また創立380年を迎えた昨年に「自省利他」という新たな行動・実践哲学を発信しましたが、「自らを省み、他人に尽くす」という教えを学んでいく中で、社会課題に対して自分は何ができるのかといった問題意識を持つ学生が多いのも特徴です。事実、関西の大学発スタートアップ企業数で本学は京都大学、大阪大学に次ぐ3位※となっており、なかでもソーシャルベンチャーと呼ばれる社会課題の解決を目指して起業するケースが相次いでいます。本学では1991年に産学連携を手掛ける龍谷エクステンションセンター(REC)を設立し、2019年にはユヌスソーシャルビジネスリサーチセンターを創設する等、社会・地域課題の解決を目指す学生への様々な支援を展開しており、起業家精神(アントレプレナーシップ)を持った人材育成に資するプログラムの展開等、キャリアセンターとも連携を強化しています。キャリアセンターとしては、起業を目指す学生のみならず、多くの学生にもそのマインドは伝えていきたいと考えています。

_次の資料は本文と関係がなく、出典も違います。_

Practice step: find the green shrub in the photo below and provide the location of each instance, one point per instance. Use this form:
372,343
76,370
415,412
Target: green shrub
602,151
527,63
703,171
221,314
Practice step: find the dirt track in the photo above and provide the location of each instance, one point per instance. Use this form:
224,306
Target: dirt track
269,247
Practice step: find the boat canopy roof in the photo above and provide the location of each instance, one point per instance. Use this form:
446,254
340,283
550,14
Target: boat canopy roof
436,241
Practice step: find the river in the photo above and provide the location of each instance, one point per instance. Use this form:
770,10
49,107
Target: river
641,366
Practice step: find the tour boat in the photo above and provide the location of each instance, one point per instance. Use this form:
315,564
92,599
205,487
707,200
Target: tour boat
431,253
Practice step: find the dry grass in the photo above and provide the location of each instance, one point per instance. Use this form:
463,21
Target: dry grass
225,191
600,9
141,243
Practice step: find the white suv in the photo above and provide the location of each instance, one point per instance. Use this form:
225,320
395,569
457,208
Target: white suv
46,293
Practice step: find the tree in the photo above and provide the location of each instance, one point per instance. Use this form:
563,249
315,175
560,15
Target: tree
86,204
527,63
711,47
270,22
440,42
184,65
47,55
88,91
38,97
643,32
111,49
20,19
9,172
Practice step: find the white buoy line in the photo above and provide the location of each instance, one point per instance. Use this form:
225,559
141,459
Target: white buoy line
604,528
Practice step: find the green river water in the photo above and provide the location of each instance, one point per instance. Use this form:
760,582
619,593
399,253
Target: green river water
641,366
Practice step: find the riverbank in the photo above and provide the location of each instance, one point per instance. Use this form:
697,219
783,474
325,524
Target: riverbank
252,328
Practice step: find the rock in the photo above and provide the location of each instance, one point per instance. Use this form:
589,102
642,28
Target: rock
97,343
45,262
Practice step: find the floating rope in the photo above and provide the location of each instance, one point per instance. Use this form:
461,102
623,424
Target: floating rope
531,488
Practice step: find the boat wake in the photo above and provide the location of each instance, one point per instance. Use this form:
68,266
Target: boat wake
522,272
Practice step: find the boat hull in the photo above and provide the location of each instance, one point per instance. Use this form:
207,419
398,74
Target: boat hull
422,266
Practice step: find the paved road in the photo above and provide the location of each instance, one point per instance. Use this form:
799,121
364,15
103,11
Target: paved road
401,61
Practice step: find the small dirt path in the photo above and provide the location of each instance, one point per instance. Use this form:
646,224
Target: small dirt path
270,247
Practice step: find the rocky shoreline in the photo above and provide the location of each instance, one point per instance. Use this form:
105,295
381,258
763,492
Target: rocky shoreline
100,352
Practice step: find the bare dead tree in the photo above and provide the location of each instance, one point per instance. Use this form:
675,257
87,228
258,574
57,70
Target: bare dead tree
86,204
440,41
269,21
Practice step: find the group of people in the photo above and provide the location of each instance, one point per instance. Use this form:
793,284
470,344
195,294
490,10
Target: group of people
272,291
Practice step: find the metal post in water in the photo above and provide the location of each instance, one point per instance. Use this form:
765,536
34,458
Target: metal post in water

※出典:経済産業省「令和元年度大学発ベンチャー実態等調査」
――就職だけでなく起業も学生のキャリアのひとつの選択肢として、大学全体で支援しておられるんですね。
これまでは「キャリア=就職」として語ることが多かったと思うのですが、「キャリア=将来設計」として捉え、就職のことだけではなく、「キャリア教育」と「進路・就職支援」を柱としています。社会人として生きていくため、一人ひとりが生涯向き合っていく「自身の将来設計」を早い段階から意識し、準備をすることが重要であり、大学教育における正課・正課外のすべての学びこそが、最大のキャリア支援であるということを、私達キャリアセンター職員だけでなく全ての教職員、そして学生が認識をすることが重要だと考え、様々な機会を通じて情報発信に努めています。もちろん、就職支援が主になりますが、起業だけでなく国内外への大学院進学等、学生の多岐にわたる進路についても関係部署と連携を取りつつ、支援をしていきたいと思っています。
本学ではその新たな一歩として、低学年次からのキャリア教育の重要性に鑑み、2020年度より全学部で正課科目内におけるキャリア教育の実施を始めました。これまでは学部によってキャリア教育に対する取り組みは様々でしたが、各学部の教務・キャリア担当教職員とキャリアセンターの学部担当職員が協働し、両輪となる形で実現に至りました。具体的には、全ての学部の1年次正課科目の演習等を活用し、本学および各学部のキャリ支援の方針や人材育成の方向性を学び、自身の4年間の学生生活や将来設計を考える場を短時間でも設定できたことは、本学のキャリア教育・支援にとって大きな一歩だと考えています。